Etat des lieux au niveau départemental, à la veille d'une réforme annoncée sur le financement des syndicats. : Photo Philippe Bertini Les Français ont toujours eu un rapport difficile à l'argent et n'aiment pas dévoiler ce qu'ils gagnent et comment et ils vivent. Au lendemain de l'esclandre de l'UIMM (Union des industries et métiers de la métallurgie) et à la veille d'une réforme sur le financement des syndicats, il pouvait être intéressant de connaître les moyens avec lesquels les unions départementales vivent en s'adressant aux trois organisations numériquement les plus représentatives du monde du travail : CGT, CFDT et F.O.
Circulez, il n'y a rien à voir
L'Union départementale Force Ouvrière ne laissera pas percer le secret de ses finances, son secrétaire départemental se refusant à toute communication sur ce sujet. « Je n'ai de comptes à rendre à personne, si ce n'est à mes adhérents. Suis-je invité à venir prendre connaissance du bilan des entreprises... » (NDLR : il suffit pour cela de se faire délivrer un cabis au greffe du tribunal ce commerce, moyennant quelques euros).

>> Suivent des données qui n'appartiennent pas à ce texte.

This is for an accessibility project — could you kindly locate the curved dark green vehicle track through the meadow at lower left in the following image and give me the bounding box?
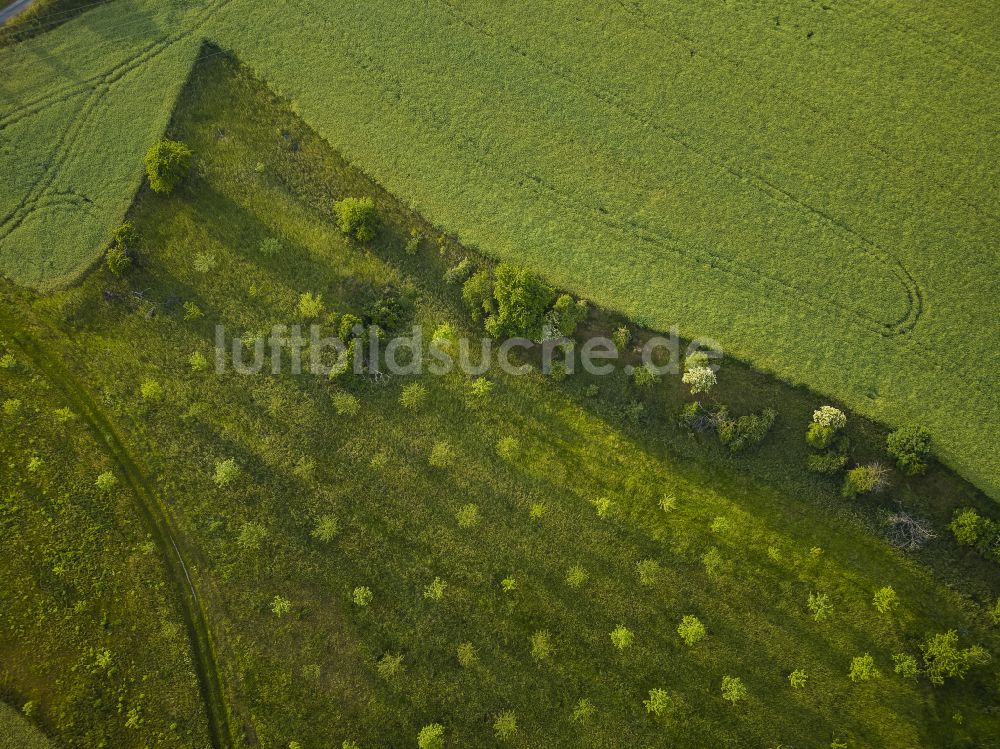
[0,309,239,749]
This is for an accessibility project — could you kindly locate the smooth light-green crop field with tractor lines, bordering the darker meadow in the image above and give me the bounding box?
[0,0,1000,496]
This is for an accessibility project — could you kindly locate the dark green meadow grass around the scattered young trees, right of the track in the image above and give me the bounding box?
[5,58,997,748]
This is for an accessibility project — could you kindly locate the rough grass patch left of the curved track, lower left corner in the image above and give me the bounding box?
[0,322,207,747]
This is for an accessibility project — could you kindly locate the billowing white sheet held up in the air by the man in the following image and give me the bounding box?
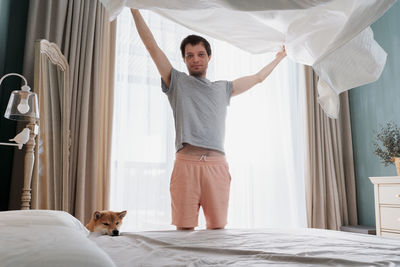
[100,0,396,117]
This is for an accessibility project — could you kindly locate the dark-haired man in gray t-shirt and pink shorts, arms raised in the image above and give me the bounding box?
[131,9,286,230]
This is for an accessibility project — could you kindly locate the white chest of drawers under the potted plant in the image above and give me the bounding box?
[369,176,400,238]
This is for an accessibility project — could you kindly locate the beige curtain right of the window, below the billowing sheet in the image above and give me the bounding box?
[305,66,357,230]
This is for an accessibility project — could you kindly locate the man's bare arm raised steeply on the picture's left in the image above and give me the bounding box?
[131,8,172,87]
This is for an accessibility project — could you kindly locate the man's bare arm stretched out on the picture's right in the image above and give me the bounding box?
[232,46,286,96]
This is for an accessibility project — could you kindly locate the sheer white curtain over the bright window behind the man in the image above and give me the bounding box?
[110,9,306,231]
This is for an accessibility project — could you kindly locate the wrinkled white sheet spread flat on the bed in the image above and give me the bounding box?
[89,229,400,267]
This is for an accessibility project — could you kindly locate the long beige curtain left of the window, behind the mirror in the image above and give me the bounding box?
[9,0,116,223]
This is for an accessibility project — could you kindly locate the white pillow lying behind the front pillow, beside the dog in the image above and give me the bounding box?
[0,210,89,236]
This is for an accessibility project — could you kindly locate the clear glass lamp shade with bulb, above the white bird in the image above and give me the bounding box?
[4,90,39,121]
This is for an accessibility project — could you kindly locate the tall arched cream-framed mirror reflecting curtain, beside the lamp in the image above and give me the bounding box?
[31,39,71,211]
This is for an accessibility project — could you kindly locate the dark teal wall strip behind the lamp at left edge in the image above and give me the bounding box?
[0,0,29,211]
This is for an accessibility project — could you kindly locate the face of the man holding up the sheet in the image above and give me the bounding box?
[183,43,211,78]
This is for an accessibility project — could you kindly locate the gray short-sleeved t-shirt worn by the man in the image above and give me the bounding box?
[161,68,232,153]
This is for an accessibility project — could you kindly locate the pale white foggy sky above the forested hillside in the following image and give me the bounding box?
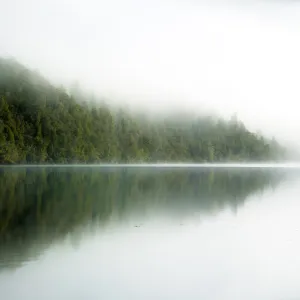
[0,0,300,145]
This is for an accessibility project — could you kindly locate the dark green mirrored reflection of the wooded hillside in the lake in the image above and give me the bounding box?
[0,168,279,270]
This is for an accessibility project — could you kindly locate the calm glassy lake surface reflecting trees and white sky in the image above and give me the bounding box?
[0,165,300,300]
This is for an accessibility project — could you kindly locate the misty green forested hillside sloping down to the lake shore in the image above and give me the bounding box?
[0,59,284,164]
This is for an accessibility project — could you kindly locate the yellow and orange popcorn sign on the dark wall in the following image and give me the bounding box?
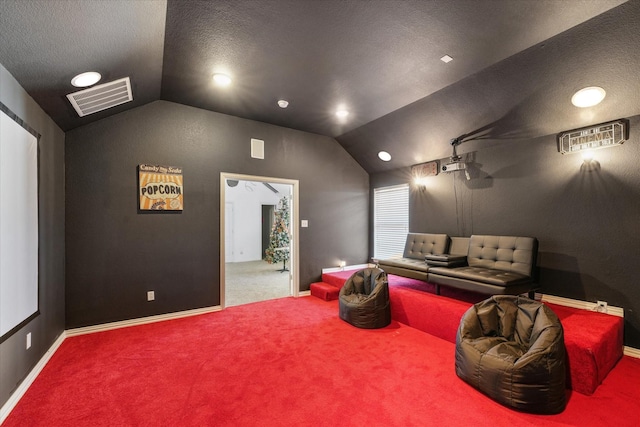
[138,165,184,211]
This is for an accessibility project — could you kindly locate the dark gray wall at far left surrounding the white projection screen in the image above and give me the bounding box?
[0,65,65,406]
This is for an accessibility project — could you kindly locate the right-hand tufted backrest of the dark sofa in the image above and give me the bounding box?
[467,235,538,276]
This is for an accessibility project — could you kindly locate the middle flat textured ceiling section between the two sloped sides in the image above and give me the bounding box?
[162,0,615,136]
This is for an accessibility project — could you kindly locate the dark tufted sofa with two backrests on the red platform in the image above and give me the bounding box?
[378,233,539,297]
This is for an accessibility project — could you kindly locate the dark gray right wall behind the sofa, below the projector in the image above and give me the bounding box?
[371,116,640,348]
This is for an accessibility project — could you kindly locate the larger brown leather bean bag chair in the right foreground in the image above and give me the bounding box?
[456,295,566,414]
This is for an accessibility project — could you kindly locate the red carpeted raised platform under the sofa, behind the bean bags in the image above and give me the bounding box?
[322,271,624,395]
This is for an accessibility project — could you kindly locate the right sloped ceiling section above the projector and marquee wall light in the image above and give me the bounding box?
[337,1,640,173]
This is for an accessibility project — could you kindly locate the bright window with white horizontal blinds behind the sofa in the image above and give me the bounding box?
[373,184,409,259]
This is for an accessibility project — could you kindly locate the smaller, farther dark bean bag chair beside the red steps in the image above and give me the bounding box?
[338,268,391,329]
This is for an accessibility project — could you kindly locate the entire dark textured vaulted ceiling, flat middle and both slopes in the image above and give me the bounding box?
[0,0,640,173]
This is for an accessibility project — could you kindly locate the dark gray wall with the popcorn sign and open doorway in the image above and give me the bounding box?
[65,101,369,328]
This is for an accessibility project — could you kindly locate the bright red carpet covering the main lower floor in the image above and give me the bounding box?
[3,298,640,427]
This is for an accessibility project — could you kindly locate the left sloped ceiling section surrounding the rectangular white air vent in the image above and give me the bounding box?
[0,0,166,131]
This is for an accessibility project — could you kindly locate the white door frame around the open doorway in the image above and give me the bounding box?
[220,172,300,309]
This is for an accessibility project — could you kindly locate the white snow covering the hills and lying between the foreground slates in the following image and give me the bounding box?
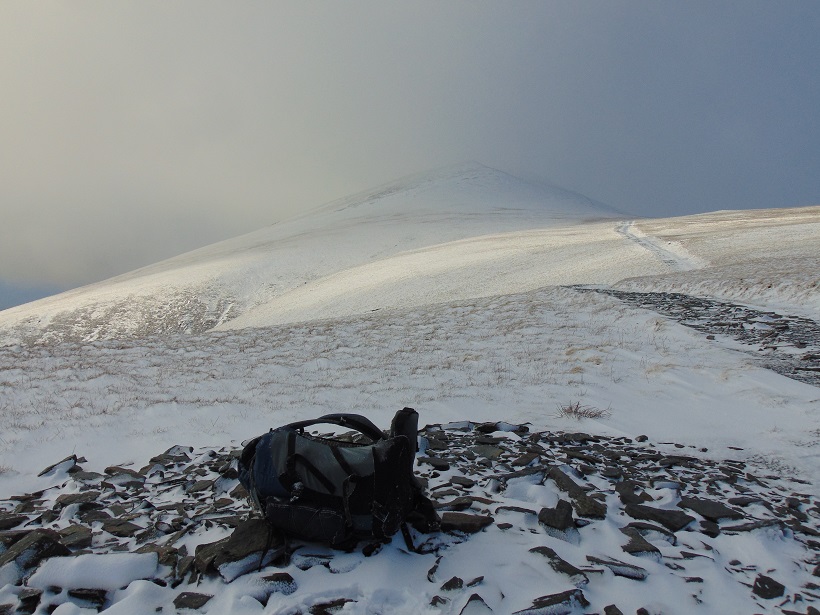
[0,165,820,614]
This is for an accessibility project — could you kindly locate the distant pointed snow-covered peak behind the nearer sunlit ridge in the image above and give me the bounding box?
[0,164,620,343]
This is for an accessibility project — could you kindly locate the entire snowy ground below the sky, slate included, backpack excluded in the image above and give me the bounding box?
[0,165,820,615]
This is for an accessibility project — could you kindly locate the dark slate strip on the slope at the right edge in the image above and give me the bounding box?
[578,287,820,386]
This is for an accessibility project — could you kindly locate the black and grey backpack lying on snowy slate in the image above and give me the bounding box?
[239,408,439,548]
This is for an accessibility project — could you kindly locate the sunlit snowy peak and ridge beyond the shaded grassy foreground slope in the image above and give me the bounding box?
[0,163,820,344]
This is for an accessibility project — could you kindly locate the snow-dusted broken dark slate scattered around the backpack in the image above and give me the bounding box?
[0,422,820,615]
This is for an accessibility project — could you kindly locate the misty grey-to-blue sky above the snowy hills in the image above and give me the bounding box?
[0,0,820,309]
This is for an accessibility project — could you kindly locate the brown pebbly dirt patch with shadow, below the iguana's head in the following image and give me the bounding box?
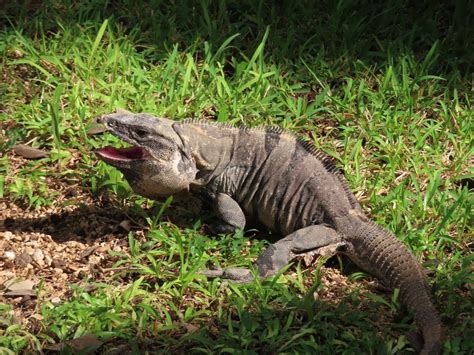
[0,163,137,325]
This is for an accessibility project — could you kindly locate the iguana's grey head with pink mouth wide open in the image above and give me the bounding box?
[96,111,197,198]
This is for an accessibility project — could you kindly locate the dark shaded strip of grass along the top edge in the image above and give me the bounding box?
[0,0,474,77]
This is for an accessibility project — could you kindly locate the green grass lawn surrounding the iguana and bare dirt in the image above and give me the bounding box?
[0,0,474,354]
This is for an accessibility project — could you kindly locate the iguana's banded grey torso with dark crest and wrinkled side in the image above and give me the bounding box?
[177,121,360,236]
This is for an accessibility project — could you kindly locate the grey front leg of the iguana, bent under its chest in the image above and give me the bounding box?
[208,193,245,234]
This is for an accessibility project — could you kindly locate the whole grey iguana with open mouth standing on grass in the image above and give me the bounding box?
[96,111,443,354]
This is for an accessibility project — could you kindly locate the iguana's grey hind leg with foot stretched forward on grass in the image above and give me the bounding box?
[204,225,345,282]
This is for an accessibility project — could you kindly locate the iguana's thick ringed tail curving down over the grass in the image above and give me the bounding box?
[347,221,443,355]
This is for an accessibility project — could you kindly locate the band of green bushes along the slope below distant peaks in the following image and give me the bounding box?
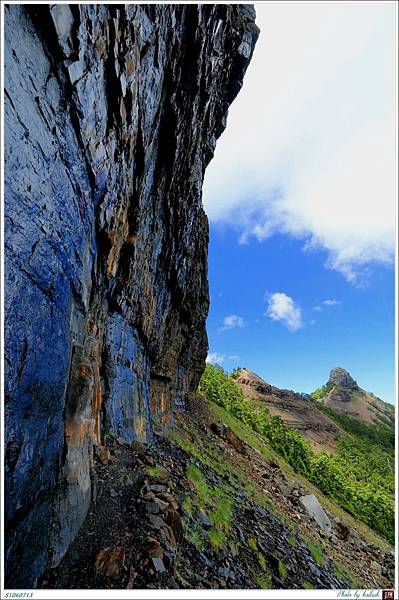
[199,365,395,543]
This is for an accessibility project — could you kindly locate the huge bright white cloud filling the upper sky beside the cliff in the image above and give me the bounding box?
[204,3,395,281]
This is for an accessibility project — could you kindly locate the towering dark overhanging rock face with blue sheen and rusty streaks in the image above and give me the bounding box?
[5,4,258,588]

1 % du salaire net pour la CGT
« Je n'ai rien à cacher », affirme Juliette Decronambourg, membre de la commission exécutive du bureau départemental CGT. Ses finances, ce sont les cotisations des quelque 11 500 adhérents du département répartis dans chacune des branches syndicales autonomes. 12 % sont attribués à l'union des A.-M. Quelques dons, une subvention départementale de 20 000 euros (allouée en 2007 à tous les syndicats) et l'hébergement gratuit par la ville de Nice (il est vrai dans des conditions de confort très discutables). Pas de quoi rouler sur l'or en vérité si le secrétaire général n'était détaché du régime santé, une autre personne détachée 3 jours par semaine et une dernière, deux jours. Car les salaires, on ne saurait y faire face. Au-delà du temps imparti, c'est un total bénévolat. Restent les actions de formation, d'information, de soutien des travailleurs en conflit, de communication, de frais contentieux... Mais pas même de caisse pour soutenir les travailleurs en cas de longue grève. « Si nécessaire, nous avons recours à une collecte, nous faisons appel à la solidarité. De longues grèves comme à la SNCF sont prises totalement en charge par les salariés eux-mêmes qui répartissent sur une longue période le remboursement des journées perdues ».
Et pas de « caisse noire » affirme Juliette Decronambourg, admettant que peut-être un ou deux syndicats de retraités possèdent un livret d'épargne par souci d'économie.
Accroître le nombre d'adhérents
« La CFDT a choisi de développer un syndicalisme d'adhérents, gage d'autonomie », déclare M. Hervo, secrétaire de l'Union départementale. L'adhésion est un acte volontaire individuel, nominatif qui s'accompagne du paiement d'une cotisation. » Pour l'heure, une syndicalisation à 10 % dans la fonction publique et à 5 % dans le privé est peu satisfaisante.
Avec 8 000 adhérents l'UD CFDT surfe sur un budget d'un peu plus de 87 000 euros auquel il faut ajouter la subvention départementale.
L'union qui bénéficie du même nombre de personnel détaché que la CGT, connaît une répartition des dépenses très proche, exceptée la caisse de solidarité qui intervient au bénéfice de l'adhérent au terme de 2 jours de grève.
Inciter les salariés à se syndiquer d'avantage est également une piste envisagée dans le cadre de la réforme du financement. Déjà une défiscalisation à 66 % du montant de la cotisation existe. Elle pourrait être accrue, mais cela paraît injuste aux représentants de la CFDT comme de la CGT qui considèrent que les plus humbles n'en bénéficient pas et préféreraient un crédit d'impôt.
Il faudra beaucoup d'adhésions, car si les UD parviennent à se débrouiller avec leur quota, la confédération CFDT, pour ne citer qu'elle ne retire que 46 % de ses ressources des cotisations.